Kalyany Steele spent her life hiding her identity, but during the last practice before UCLA’s Pride Meet this year, the elite gymnast decided to open up. Speaking in front of her teammates gathered around the mat, Steele shared her secret: she’s bisexual.
She was immediately embraced, and went on to record her best score ever.
“You feel like there’s no one you can relate to, no one you can talk to,” Steele says in her coming out video, which was posted on the last day of Pride Month. “But I promise you, by the time you branch out from that suburban town you’ve grown up in, you’ll flourish, and you’ll finally feel the freedom you don’t even realize you’re being repressed from.”
A letter from @KalyanySteele to her younger self:— UCLA Gymnastics (@uclagymnastics) June 30, 2020
“One day, you will be proud of who you are, too.”
As proud as we are of you, Kaly! Happy #PrideMonth ️ ❤️ pic.twitter.com/OtFTe0gfXW
Steele shared her story recently with the Los Angeles Times, telling journalist Thuc Nhi Nguyen about the personal awakening she experienced when she walked onto UCLA’s campus two years ago. Growing up in Colorado Springs, which is roughly 70 miles south of Denver, Steele says she didn’t have any LGBTQ role models — especially in the world of women’s gymnastics. She reached incredible heights as an young gymnast, competing at the U.S. National Championships in 2016 and 2017 and attending three Team USA training camps. And yet, she never felt at home.

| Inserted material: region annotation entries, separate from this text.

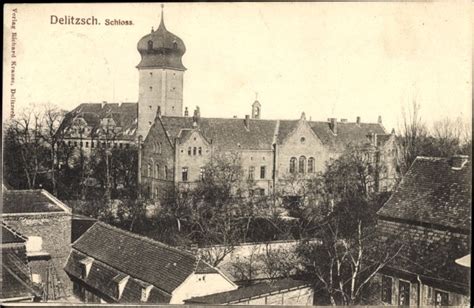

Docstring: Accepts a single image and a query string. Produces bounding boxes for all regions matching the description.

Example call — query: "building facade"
[185,278,314,306]
[373,156,472,306]
[2,190,72,299]
[59,12,397,198]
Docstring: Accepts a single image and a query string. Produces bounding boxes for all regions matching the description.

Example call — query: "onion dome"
[137,6,186,70]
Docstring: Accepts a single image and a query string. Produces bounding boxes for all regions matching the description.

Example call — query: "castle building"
[60,7,396,200]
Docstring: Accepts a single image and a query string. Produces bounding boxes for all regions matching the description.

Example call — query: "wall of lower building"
[140,119,175,199]
[2,213,72,295]
[369,273,470,306]
[234,287,314,306]
[170,273,237,304]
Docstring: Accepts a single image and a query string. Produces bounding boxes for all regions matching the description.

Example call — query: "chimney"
[329,118,337,135]
[367,132,377,146]
[451,155,468,170]
[193,106,201,127]
[244,114,250,130]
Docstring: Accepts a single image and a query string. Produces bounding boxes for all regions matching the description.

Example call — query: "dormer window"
[112,274,130,299]
[140,285,153,302]
[79,257,94,279]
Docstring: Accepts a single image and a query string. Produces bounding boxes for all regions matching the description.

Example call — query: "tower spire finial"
[160,3,166,29]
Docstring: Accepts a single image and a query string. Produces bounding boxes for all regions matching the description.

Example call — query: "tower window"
[199,167,206,181]
[249,167,255,180]
[290,157,296,173]
[308,157,314,173]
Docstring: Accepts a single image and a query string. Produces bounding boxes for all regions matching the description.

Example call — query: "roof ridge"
[1,220,28,241]
[90,220,197,259]
[415,155,447,161]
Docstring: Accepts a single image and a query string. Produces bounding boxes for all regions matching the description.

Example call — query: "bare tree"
[5,110,46,189]
[399,100,428,174]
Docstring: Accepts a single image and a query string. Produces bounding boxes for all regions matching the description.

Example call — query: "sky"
[3,1,473,131]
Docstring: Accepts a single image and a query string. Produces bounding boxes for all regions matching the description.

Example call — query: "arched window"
[298,156,306,173]
[308,157,314,173]
[290,157,296,173]
[155,164,160,179]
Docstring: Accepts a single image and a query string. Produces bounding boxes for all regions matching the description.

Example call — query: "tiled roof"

That changed at UCLA, where differences are celebrated.
“Every single person is completely unique and everyone totally embraces it and loves each other,” she said.
Towards the end of the team’s final practice before its annual Pride Meet on Feb. 9, Steele gathered her teammates, and said the week’s events had motivated her to come out. Several of her teammates said they loved her. Hugs were liberally exchanged.
Before the Bruins’ Pride Meet at Pauley Pavilion, her teammates and coaches ordered the standard LGBTQ rainbow flag, as well as flags for the bisexual and transgender communities. During the meet, Steele scored a then-career high 9.85 on bars. She finished the season on a tear, scoring a 9.85 or higher in each of her last four meets.
Steele felt unburdened, and was performing like it. In the message to her younger self, Steele says coming out was the best feeling of her life.
“A huge weight will have been lifted off your shoulders,” she says. “You’ll have never felt so loved before.”